Presentation on theme: "WHOLE GRAINS Healthy, delicious, nutritious!!. According to the 2010 “MyPlate” guidelines, half of the grain products you eat every day should be Whole."— Presentation transcript:
According to the 2010 “MyPlate” guidelines, half of the grain products you eat every day should be Whole Grains with a minimum of 3 servings (ounces) whole grains each day.
The common whole grains Oatmeal Brown rice Barley Popcorn Whole Wheat Wild rice
Less common types of grain Amaranth – a seed high in protein, calcium, iron, and zinc. Kamut – a highly nutritious ancient wheat. Millet – an easily digestible grain that is high in iron and protein Quinoa – originates in Peru and has the highest protein of all grains. Spelt – another strain of wheat that is higher in protein and fiber Triticale – a cross between rye and wheat. Couscous – made from semolina, the ground endosperm of hard durum wheat (not “WHOLE GRAIN”) Bulgar – made from whole wheat berries that have been steamed and cracked
What do you look for on a package that identifies the product as Whole Grain? Look for the words “whole grain” in large letters. 100% whole grain is best Choose foods that name one of the following whole-grain ingredients first on the label’s ingredient list: brown rice”, “bulgur”, “graham flour”, “oatmeal”, “whole-grain corn”, “whole oats”, “whole rye”, “whole wheat”, “wild rice” Foods labeled with the words “multi-grain,” “stone-ground,” “100% wheat,” “cracked wheat,” “seven-grain,” or “bran” are usually not whole- grain products. Color is not an indication of a whole grain. Bread can be brown because of molasses or other added ingredients. Read the ingredient list to see if it is a whole grain.

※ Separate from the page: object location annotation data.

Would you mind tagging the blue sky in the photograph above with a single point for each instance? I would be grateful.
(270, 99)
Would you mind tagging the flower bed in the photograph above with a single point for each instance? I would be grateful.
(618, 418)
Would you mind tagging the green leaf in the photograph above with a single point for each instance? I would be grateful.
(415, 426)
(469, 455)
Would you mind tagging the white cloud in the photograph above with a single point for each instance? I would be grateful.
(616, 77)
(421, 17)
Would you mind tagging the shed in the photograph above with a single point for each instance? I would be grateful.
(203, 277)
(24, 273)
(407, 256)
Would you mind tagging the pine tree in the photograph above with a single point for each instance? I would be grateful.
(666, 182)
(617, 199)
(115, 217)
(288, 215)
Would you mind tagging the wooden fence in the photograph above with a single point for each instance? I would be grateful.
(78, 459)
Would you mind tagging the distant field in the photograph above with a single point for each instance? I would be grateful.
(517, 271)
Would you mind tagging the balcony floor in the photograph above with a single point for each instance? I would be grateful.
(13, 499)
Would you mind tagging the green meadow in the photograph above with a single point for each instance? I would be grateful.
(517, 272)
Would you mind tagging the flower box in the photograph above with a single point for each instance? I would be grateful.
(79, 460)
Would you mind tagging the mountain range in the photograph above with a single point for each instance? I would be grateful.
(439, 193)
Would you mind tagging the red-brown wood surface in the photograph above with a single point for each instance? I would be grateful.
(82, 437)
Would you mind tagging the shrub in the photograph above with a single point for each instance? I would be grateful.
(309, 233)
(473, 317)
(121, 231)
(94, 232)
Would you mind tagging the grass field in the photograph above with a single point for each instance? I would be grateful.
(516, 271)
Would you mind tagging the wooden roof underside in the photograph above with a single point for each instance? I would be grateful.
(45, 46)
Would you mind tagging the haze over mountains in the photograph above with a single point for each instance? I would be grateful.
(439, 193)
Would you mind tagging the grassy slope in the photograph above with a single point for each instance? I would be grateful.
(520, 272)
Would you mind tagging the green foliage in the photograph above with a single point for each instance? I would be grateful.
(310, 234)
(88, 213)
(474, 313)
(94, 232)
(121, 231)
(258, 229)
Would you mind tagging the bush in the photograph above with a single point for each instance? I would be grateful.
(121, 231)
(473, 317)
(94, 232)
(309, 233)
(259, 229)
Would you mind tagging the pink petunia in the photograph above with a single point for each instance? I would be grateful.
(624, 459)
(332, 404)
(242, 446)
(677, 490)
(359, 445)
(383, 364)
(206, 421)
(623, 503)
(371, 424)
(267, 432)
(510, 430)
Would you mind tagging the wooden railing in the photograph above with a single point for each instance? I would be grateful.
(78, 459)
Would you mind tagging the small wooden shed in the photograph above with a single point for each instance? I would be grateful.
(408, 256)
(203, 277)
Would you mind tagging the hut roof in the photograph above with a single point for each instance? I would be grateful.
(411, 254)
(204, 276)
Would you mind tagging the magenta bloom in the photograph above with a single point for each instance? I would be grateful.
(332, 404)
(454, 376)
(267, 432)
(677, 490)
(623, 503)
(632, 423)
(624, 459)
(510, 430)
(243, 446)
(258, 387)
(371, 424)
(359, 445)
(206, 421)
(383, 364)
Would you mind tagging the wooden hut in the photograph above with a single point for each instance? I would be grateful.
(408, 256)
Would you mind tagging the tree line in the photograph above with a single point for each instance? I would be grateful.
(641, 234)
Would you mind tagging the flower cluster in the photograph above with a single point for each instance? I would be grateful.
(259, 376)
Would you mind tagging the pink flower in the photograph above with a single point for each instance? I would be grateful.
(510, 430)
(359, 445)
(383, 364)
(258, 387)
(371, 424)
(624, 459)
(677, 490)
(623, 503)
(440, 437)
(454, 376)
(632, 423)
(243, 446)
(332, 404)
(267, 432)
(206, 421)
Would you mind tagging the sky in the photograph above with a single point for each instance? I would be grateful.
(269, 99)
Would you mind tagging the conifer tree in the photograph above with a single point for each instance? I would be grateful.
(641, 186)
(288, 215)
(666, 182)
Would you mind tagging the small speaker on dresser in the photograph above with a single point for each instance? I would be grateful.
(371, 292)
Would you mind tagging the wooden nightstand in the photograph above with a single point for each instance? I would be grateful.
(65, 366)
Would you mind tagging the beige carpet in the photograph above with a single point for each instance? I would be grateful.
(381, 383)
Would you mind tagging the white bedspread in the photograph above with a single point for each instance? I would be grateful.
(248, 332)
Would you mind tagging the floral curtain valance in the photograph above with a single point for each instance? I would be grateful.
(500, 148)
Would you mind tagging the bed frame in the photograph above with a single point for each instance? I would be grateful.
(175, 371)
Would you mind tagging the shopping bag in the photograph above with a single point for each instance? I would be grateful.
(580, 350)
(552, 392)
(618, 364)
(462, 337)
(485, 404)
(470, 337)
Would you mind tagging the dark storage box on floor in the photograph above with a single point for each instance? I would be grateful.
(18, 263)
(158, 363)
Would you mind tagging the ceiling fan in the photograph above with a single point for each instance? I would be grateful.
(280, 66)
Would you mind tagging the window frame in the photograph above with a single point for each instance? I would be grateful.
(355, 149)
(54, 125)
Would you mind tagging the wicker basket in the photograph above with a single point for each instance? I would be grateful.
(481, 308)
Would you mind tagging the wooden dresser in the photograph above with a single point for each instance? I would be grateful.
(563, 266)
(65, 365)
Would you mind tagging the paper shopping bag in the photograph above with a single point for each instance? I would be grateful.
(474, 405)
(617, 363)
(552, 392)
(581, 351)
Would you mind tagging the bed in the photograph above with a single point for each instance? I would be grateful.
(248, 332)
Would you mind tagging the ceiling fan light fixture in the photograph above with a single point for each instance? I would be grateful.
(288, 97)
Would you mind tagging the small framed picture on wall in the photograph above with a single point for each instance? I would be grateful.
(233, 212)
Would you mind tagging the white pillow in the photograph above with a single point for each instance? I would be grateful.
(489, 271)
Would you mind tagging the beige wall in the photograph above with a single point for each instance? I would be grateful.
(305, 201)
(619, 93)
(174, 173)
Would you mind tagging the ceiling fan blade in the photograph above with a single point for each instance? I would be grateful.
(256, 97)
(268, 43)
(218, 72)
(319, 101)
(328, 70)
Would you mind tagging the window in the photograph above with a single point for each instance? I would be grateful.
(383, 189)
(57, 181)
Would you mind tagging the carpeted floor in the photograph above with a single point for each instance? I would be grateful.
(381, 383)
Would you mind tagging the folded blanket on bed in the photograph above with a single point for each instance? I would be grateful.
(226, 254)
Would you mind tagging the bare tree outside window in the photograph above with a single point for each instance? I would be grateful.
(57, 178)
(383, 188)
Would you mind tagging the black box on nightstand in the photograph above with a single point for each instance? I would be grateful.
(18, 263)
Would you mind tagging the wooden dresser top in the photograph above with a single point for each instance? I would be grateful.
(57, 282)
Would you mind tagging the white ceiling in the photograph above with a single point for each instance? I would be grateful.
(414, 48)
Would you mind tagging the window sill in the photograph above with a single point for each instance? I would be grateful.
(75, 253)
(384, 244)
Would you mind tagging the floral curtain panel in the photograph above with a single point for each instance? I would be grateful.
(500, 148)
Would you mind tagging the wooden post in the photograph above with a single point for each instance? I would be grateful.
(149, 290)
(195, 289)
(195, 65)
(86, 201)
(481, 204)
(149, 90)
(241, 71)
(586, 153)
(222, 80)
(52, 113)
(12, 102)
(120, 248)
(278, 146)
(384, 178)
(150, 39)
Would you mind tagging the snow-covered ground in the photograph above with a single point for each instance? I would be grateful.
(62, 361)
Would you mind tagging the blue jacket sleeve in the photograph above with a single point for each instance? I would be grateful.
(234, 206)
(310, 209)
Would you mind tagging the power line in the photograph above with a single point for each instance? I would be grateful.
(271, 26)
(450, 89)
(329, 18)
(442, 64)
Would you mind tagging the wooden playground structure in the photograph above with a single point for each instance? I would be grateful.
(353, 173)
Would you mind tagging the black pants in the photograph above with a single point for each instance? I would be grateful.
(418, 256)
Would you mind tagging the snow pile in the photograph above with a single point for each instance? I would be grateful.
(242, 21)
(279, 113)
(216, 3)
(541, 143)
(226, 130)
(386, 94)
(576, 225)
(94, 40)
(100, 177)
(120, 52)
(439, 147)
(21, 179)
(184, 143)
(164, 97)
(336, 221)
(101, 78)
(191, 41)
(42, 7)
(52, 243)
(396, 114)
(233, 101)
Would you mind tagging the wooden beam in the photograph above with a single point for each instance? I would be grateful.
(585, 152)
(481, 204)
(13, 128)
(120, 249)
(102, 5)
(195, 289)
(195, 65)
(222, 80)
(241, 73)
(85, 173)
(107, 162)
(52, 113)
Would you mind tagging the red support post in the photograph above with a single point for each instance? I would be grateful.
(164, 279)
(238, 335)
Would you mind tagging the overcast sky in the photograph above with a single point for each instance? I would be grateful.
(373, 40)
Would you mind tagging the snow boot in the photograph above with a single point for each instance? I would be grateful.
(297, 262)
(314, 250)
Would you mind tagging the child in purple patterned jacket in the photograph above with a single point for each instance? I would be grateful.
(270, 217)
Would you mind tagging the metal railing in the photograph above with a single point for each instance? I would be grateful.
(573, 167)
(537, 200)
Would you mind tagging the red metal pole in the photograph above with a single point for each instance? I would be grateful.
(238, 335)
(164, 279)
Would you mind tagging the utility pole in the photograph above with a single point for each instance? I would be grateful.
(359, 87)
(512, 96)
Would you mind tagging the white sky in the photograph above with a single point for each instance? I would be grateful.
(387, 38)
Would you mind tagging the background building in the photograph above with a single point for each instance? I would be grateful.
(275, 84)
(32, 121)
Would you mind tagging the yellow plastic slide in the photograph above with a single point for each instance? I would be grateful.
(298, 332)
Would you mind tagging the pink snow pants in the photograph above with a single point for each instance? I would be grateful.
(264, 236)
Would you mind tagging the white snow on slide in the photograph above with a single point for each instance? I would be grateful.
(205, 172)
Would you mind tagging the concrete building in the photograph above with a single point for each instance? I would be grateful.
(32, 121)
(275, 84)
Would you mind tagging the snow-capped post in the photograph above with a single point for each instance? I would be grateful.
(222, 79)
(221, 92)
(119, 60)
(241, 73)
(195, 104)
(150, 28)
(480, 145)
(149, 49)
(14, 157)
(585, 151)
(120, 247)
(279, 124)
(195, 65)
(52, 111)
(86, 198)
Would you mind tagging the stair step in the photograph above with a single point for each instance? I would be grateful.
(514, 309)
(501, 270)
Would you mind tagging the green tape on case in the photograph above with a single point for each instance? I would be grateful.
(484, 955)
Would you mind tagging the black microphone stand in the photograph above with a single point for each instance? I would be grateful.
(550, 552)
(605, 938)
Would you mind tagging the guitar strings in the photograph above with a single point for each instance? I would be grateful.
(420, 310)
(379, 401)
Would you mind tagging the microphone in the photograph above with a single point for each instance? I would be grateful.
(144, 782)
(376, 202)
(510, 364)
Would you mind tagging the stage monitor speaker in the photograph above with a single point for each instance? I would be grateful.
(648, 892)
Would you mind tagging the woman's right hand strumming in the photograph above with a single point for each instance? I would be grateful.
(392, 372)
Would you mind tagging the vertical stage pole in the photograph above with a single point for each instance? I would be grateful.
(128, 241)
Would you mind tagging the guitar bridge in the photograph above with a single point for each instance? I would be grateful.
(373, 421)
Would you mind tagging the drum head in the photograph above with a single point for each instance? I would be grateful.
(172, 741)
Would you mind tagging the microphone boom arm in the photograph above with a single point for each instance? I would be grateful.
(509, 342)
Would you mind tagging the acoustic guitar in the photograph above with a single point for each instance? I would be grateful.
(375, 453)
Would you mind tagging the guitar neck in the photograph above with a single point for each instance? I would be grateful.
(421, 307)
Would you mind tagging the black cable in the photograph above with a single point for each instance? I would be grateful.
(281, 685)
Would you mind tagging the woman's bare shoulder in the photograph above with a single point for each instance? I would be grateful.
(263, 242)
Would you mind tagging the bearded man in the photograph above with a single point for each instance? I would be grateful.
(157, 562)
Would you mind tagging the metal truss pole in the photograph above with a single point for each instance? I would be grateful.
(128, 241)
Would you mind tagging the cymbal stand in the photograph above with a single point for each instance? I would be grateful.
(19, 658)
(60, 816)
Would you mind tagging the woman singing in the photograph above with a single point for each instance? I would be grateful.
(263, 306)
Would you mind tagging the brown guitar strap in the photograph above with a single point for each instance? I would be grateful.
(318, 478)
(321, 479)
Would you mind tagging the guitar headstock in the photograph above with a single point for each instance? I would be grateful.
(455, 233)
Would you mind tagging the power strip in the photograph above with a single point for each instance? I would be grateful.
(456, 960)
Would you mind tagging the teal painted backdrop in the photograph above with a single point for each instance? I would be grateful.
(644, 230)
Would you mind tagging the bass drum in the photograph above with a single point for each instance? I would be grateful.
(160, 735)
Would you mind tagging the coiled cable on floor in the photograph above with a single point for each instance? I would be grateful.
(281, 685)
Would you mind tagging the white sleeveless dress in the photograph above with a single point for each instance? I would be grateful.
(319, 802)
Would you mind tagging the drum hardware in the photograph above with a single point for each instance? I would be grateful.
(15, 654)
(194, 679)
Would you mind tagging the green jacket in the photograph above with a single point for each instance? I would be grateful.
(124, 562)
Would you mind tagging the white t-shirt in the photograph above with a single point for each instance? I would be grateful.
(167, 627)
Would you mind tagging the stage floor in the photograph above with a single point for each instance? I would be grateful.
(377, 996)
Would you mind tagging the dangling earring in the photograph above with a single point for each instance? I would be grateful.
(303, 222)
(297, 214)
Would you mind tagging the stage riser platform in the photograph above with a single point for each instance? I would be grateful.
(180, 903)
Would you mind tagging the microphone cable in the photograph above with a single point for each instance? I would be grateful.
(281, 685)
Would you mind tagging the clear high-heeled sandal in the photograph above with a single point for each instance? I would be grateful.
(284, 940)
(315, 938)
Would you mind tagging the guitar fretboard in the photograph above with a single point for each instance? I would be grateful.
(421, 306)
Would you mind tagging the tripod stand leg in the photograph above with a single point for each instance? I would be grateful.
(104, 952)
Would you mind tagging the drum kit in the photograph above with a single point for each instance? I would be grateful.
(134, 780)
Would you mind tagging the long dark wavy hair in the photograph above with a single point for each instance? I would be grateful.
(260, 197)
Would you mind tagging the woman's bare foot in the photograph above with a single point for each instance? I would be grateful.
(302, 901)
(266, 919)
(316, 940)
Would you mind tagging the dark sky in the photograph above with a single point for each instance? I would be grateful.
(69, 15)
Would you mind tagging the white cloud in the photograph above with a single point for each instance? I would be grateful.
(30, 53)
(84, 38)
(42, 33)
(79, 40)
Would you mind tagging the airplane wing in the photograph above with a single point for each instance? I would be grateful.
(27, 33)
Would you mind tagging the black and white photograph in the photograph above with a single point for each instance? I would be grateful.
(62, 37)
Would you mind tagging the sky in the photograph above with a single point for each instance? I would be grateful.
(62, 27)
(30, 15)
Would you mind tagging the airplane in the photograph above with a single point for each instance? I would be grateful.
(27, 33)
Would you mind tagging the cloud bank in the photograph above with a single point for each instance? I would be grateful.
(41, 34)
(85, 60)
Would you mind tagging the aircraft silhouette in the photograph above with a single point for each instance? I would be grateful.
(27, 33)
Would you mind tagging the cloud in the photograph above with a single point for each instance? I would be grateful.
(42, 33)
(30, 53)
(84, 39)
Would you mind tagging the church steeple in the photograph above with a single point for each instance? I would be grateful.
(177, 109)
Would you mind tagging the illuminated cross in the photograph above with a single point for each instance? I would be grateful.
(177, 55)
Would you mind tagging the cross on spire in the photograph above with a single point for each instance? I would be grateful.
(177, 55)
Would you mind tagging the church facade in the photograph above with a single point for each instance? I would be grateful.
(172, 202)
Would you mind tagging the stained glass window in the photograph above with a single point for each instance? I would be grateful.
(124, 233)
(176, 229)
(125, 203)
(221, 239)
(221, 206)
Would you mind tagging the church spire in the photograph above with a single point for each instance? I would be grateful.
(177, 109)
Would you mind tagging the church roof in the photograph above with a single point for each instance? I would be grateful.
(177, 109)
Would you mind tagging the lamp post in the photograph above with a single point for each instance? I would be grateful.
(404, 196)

What are the serving sizes for: Cooked Cereal Whole Grain Bread Popcorn Crackers Dry Cereal Cooked Rice & Pasta
Cooked Cereal (Oatmeal)- ½ Cup Grains Group: counts as 1 ounce equivalent whole grains
Dry Cereal – 1 cup Grains Group: counts as 1 ounce equivalent whole grains
Brown Rice, Pasta — ½ Cup Grains Group: counts as 1 ounce equivalent whole grains
The Anatomy of a Grain Endosperm – Composed mostly of Carbohydrates and some protein. What is left when the grain is refined. Germ – Contains the future plant. The main nutrients are Thiamin, Riboflavin, and Niacin (B-vitamins) Bran – The outer layer. It contains B-vitamins, Iron, Protein, and Fiber
The term “refining” means that the germ and the bran are removed. When this happens the endosperm is left and the nutrient content is reduced by 25- 90%. Food fortification is when lost nutrients are put back into food.
Eating Whole Grains reduces your risk for many diseases. Such as… Bowel Disorders Cancer Stroke Heart Disease High Cholesterol Obesity Type 2 Diabetes
Whole grains keep you healthy and help prevent disease because they are: High in complex carbohydrates Low in fat and no cholesterol High in fiber, vitamins, minerals phytonutrients, antioxidants, and other healthful substances. Provide many important vitamins, minerals, and fiber Provide other substances that are known to prevent disease.
Whole Grains have 5 times the antioxidant activity than white bread… Why is that important? Antioxidants protect your cells from damage due to all sorts of environmental and physical causes.
Why do Whole Grains help protect against constipation and bowel disorders? Whole grain foods are high in fiber and increase bulk in the digestive system which reduces the length of time waste products are in the intestines.
What are ways you personally can include whole grains in your diet???